Not surprisingly, the FDA has a regulatory mandate to test CBD to determine whether it can be used safely and effectively as a drug. This includes a testing protocol to determine whether a drug is effective for its intended use, what the proper dosage might be for the drug, how the drug might interact with other FDA-approved drugs, and whether there are dangerous side effects or other safety concerns for the general public regarding the drug. The FDA must also approve the manufacturing methods of any CBD product to assure the drug’s identity, strength, quality, and purity.
If a drug is permitted to be prescribed under state and federal criminal laws, the drug must have been approved by the FDA and placed within one of the permissible Controlled Substances Act (CSA) Schedules. To obtain that FDA approval, the manufacturer must demonstrate the drug’s safety and effectiveness during clinical trials according to criteria specified in law and agency regulations, ensure that the drug’s manufacturing plant passes FDA inspection, and obtain FDA approval for the drug’s labeling. Thus far, only one CBD product has been approved as a prescription human drug product – Epidiolex – an oral solution for the treatment of seizures associated with two rare forms of epilepsy.
Which brings the discussion back to where it originally started – does Cannabis promote health and wellness? Answer: It depends who’s asking. The FDA is the federal regulator for food and drugs in the United States. Food and drugs are only approved for manufacture and distribution if they have been deemed safe and effective by the FDA. Cannabis has been designated by Congress and the FDA as a Schedule I drug under the Controlled Substances Act of 1970 (with a high potential for abuse, no currently accepted medical use in treatment, and cannot be safely under medical supervision). Pursuant to that designation, no prescriptions may be written for Schedule I substances, and those drugs are not readily available for clinical use.

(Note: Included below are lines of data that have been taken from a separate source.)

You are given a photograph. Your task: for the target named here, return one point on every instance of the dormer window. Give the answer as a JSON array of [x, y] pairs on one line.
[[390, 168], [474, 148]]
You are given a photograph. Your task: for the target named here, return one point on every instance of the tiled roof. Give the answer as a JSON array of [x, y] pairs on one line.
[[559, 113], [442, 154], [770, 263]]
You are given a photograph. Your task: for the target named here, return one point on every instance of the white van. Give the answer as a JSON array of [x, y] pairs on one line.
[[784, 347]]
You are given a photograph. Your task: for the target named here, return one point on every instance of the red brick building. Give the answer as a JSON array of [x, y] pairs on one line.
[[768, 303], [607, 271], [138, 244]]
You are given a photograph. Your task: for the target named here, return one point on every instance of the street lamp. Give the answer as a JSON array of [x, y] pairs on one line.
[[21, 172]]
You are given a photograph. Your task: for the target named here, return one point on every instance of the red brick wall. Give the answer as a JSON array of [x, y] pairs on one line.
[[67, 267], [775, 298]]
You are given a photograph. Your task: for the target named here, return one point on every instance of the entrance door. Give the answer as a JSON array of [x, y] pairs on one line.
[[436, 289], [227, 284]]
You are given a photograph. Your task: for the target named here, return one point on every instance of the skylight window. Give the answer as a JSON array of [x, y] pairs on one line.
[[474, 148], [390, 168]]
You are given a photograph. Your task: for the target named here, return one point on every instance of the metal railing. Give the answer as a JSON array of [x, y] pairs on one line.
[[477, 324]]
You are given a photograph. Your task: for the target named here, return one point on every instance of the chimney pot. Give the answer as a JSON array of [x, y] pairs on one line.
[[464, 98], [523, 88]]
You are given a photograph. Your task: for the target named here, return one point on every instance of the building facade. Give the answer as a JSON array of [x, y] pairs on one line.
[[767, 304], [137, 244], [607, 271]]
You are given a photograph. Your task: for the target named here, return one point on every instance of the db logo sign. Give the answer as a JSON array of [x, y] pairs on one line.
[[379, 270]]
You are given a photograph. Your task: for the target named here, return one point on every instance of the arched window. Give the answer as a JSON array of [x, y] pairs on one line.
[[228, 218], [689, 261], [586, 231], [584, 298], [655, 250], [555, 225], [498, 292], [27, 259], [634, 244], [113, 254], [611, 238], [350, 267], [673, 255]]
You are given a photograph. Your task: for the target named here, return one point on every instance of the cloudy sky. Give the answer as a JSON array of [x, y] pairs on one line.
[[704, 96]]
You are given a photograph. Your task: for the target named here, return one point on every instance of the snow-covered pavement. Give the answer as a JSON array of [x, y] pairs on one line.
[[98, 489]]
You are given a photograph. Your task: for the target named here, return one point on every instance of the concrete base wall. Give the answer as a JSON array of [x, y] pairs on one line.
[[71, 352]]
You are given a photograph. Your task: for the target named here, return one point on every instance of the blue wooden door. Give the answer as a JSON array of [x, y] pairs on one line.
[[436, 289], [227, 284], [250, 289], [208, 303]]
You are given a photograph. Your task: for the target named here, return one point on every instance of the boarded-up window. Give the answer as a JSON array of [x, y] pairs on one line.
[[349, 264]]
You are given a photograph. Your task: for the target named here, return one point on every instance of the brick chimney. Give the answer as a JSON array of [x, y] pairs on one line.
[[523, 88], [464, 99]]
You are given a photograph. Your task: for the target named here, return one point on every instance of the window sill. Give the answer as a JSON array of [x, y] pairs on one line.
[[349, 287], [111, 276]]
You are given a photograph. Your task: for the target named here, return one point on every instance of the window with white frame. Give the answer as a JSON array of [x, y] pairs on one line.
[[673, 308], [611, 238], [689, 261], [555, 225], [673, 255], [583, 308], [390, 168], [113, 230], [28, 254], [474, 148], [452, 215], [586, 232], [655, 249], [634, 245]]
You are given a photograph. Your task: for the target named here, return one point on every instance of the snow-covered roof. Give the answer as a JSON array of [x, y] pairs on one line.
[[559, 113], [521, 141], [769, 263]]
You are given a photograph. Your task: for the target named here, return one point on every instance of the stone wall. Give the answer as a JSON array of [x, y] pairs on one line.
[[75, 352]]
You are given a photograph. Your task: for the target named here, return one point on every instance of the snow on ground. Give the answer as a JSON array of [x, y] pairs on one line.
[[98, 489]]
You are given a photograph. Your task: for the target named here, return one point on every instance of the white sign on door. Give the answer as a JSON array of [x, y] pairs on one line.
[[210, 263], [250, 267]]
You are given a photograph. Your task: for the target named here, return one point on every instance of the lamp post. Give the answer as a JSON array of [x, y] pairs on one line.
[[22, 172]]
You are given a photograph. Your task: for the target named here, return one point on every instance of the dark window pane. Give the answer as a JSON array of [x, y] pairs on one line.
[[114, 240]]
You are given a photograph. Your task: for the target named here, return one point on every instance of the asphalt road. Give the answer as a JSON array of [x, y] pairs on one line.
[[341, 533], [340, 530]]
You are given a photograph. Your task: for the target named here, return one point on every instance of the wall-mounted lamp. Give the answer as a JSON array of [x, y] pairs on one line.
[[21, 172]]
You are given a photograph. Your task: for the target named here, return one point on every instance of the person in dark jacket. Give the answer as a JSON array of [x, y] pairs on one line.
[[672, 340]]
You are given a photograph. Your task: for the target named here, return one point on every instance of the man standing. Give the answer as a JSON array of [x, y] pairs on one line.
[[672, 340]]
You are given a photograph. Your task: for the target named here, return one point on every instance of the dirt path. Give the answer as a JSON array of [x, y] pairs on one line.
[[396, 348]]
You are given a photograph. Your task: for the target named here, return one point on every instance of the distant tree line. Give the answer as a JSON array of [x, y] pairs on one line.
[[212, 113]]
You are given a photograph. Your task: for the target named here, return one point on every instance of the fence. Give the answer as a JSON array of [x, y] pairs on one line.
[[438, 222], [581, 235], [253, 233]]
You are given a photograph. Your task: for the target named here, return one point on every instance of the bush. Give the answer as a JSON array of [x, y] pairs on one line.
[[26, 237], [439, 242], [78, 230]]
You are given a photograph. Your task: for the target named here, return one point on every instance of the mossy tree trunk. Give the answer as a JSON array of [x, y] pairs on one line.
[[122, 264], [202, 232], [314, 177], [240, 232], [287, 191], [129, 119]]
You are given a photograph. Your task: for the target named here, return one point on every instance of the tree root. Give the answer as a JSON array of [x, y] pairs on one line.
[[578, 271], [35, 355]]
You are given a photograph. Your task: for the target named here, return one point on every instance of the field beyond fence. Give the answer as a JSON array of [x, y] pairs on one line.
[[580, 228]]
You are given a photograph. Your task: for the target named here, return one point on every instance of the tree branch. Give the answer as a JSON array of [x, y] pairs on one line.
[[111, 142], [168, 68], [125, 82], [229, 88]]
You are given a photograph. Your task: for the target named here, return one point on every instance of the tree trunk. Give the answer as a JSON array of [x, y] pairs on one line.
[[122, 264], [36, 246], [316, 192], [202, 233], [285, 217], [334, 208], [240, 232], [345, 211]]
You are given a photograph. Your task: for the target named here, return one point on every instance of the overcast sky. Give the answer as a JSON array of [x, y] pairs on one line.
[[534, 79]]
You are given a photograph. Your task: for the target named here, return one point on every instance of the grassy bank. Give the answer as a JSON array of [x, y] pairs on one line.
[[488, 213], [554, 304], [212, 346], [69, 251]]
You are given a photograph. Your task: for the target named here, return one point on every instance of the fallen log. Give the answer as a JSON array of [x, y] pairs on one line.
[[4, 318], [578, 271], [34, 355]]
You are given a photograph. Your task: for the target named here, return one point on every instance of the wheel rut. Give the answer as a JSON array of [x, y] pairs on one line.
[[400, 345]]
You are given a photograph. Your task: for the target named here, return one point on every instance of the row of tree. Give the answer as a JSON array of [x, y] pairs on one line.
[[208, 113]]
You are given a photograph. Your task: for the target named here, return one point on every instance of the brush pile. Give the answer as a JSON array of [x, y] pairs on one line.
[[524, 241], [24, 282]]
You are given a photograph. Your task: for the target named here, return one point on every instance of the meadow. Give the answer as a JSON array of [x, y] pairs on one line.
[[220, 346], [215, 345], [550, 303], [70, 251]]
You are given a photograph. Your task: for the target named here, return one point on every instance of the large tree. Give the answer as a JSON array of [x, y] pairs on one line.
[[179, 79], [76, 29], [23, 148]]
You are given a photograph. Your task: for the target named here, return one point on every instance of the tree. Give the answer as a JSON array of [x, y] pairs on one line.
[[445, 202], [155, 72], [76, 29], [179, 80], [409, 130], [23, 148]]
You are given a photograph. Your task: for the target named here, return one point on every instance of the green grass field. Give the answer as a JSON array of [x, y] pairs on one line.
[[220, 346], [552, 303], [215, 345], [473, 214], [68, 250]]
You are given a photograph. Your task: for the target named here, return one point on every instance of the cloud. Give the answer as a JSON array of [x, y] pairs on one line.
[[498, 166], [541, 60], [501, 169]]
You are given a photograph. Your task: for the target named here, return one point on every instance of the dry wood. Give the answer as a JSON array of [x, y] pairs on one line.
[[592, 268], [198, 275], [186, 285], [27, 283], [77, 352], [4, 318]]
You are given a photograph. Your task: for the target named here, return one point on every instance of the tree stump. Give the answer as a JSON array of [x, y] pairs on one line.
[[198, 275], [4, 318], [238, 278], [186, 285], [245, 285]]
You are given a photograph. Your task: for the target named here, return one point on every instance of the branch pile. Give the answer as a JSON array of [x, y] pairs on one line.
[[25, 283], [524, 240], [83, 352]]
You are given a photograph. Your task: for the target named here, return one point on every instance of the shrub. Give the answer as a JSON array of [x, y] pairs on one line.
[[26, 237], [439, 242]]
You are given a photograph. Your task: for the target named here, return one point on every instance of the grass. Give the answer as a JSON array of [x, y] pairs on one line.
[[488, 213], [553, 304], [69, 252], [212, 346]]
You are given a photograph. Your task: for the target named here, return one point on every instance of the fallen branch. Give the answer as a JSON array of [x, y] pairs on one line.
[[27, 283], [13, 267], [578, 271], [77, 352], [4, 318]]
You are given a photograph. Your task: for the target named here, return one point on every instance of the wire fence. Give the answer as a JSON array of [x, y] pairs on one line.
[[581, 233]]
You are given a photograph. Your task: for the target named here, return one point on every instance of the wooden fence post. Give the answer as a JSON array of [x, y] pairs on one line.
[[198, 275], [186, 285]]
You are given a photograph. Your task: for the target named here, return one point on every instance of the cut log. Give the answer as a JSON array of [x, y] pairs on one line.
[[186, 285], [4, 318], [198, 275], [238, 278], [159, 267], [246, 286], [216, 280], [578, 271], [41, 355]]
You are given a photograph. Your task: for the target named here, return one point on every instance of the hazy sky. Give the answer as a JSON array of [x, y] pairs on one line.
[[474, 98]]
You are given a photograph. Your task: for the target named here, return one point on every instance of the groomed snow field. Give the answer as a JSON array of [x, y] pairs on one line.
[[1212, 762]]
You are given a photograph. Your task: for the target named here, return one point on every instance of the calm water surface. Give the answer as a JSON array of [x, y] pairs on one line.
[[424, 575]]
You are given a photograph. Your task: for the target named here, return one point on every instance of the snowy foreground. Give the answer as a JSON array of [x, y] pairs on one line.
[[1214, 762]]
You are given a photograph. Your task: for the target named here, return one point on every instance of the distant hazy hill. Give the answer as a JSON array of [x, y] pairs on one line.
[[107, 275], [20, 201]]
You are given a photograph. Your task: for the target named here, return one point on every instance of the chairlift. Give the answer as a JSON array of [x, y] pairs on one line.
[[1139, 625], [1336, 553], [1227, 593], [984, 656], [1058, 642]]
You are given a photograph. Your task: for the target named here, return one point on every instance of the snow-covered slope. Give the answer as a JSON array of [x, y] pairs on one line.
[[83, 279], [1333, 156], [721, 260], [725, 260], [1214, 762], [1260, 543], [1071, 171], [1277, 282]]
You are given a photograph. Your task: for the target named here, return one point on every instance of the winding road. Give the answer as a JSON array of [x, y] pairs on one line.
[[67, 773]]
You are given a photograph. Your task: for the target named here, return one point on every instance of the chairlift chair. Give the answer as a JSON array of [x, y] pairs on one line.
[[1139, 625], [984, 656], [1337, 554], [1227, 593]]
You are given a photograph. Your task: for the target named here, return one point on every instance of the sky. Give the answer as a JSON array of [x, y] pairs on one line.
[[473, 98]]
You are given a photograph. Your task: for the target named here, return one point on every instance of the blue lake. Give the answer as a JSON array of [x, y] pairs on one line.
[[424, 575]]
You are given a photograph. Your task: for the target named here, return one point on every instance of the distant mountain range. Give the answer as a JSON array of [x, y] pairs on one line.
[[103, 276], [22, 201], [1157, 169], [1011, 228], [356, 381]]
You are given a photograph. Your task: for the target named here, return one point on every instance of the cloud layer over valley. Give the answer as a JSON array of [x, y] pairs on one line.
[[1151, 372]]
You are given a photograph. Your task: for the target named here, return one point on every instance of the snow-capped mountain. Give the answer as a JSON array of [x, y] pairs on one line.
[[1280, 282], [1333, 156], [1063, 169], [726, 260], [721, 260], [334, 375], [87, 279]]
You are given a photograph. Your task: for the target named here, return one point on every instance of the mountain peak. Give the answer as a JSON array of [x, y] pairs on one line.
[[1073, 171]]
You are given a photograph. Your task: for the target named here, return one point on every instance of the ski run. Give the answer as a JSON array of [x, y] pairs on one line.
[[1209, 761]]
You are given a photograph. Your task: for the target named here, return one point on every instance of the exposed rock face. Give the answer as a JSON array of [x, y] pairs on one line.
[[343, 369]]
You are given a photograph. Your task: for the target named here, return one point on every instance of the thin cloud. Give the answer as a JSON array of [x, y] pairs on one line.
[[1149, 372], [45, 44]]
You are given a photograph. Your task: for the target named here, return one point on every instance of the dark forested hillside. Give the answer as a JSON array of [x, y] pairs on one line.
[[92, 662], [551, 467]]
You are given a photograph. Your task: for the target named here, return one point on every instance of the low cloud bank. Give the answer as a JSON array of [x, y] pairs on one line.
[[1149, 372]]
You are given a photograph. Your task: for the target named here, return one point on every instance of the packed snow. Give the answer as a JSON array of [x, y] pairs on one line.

However, according to the political will of the States, Cannabis does have an accepted medical use. Thirty-three States and the District of Columbia have enacted laws that permit the use of Cannabis for medical purposes. Eleven States and the District of Columbia have enacted legal use of Cannabis for adults 21 and over. Given the fact that over two-thirds of the states have enacted medical use laws and two-thirds of the country’s population live in medical cannabis states, the FDA may one day soon be forced to abandon its political leanings and acknowledge the science that Cannabis (and all its component organic compounds) can promote health and wellness.